The findings of this report were generated from a survey of more than 1100 individuals across Pennsylvania throughout 2020-21 and indicate:
- Approximately 1 in 10 Pennsylvanians engage in interactive gaming.
- The most popular interactive gaming is sports betting and nearly half of all who participate in interactive gaming are engaged in sports betting.
- Nearly half of all those who engage in interactive gaming exhibit at least one problem gambling behavior.
“The findings of the report emphasize the PGCB’s long-standing priority in assisting individuals who develop compulsive gambling issues including our efforts to provide information and effective tools such as the PGCB’s Self-Exclusion programs. I also believe that findings in this and subsequent reports can provide critical information to prevention professionals and to those in the treatment community who are assisting individuals on their path to recovery,” Elizabeth Lanza, Director of the PGCB’s Office of Compulsive and Problem Gambling, said.
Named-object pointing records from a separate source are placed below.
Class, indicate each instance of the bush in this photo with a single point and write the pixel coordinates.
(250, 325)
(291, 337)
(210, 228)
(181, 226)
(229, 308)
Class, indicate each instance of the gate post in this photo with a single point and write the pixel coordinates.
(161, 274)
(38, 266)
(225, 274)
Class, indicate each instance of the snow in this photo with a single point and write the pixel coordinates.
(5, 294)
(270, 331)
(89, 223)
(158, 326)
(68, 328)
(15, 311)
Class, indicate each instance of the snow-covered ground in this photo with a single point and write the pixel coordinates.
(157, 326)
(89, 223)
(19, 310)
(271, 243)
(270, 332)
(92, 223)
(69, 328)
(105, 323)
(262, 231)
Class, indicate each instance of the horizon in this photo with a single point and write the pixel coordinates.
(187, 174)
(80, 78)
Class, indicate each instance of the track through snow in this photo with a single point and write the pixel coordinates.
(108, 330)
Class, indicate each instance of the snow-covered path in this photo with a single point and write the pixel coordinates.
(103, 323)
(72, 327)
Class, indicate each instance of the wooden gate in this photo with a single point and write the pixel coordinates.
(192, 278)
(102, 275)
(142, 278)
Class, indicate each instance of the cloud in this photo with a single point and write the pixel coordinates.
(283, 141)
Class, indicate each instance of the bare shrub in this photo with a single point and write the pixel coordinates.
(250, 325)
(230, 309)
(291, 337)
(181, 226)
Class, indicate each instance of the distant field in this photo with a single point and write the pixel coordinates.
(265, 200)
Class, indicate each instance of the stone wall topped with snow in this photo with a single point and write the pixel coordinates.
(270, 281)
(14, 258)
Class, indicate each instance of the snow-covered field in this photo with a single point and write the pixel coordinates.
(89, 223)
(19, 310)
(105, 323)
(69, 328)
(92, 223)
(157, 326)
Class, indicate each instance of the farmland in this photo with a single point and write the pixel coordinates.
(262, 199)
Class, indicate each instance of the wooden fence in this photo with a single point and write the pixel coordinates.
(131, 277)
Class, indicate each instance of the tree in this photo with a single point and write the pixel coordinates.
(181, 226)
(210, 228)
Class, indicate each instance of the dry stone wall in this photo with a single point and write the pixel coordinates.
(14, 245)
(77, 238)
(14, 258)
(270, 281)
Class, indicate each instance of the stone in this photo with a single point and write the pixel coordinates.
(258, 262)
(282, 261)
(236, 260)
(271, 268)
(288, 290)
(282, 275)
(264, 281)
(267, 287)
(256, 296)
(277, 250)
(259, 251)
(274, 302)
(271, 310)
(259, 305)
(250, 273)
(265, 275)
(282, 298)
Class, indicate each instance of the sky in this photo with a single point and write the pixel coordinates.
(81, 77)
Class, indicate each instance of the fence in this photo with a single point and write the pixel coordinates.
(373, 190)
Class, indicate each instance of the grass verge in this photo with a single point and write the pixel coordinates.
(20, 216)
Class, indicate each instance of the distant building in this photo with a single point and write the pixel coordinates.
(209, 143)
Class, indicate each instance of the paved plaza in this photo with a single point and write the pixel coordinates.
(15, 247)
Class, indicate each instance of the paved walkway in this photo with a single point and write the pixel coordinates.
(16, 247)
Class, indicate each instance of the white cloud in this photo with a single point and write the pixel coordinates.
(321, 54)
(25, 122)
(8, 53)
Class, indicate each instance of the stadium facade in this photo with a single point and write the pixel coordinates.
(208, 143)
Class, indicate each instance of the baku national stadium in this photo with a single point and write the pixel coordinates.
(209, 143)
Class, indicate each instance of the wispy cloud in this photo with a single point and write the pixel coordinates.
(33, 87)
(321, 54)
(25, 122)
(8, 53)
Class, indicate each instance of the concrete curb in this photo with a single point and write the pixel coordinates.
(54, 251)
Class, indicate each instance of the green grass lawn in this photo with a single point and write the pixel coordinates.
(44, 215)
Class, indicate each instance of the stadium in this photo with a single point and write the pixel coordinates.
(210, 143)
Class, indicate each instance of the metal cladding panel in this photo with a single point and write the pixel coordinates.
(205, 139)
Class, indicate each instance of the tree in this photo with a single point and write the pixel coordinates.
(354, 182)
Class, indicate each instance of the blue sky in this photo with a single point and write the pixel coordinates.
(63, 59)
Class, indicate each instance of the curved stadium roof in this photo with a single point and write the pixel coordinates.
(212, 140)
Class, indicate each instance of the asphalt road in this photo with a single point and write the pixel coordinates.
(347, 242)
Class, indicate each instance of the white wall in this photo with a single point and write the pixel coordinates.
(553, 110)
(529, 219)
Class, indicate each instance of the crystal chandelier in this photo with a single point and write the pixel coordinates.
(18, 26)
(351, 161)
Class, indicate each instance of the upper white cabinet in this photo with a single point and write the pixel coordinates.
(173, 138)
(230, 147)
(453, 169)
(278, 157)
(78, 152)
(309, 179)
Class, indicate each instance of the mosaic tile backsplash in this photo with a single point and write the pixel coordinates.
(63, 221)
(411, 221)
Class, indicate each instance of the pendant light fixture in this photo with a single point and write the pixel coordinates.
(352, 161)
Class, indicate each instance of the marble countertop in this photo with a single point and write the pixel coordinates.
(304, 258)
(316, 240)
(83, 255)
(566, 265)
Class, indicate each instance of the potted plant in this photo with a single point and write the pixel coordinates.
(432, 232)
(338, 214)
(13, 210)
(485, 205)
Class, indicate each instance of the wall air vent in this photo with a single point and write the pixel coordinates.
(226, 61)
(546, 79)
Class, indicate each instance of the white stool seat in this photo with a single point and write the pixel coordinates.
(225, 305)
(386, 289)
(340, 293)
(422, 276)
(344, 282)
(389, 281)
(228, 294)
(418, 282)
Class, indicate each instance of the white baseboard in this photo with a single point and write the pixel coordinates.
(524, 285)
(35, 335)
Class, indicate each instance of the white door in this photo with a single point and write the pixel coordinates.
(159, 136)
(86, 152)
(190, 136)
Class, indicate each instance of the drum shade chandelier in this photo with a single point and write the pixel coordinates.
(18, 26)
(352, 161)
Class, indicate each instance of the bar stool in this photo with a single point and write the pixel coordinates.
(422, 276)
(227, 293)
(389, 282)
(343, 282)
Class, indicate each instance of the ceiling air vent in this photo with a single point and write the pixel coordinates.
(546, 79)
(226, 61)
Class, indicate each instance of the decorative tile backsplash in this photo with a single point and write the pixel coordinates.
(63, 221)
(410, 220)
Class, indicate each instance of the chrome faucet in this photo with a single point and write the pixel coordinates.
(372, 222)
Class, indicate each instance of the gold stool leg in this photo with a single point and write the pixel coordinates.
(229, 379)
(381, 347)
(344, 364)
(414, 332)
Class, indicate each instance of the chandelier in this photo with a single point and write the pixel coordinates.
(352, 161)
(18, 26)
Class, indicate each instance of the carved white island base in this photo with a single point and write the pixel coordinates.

Gambling, even through legal avenues, becomes a problem when individuals begin to develop strained relationships with loved ones, borrow money to gamble, gamble to experience a high or feeling, miss work, school, or other activities and obligations in order to gamble. These behaviors can have a serious impact on a person’s financial, physical, and mental health. Other symptoms of problem gambling include trying to hide or lying about gambling, using gambling as an escape to avoid dealing with other problems, and feeling like the habit is out of control but being unable to stop.
Pennsylvania’s Self-Exclusion Program allows an individual to request to be excluded from legalized gaming activities including iGaming and those within a casino and offsite venues. More information on the program and ways to identify problem gambling can be found through the PGCB’s website specific to its efforts in compulsive and problem gaming.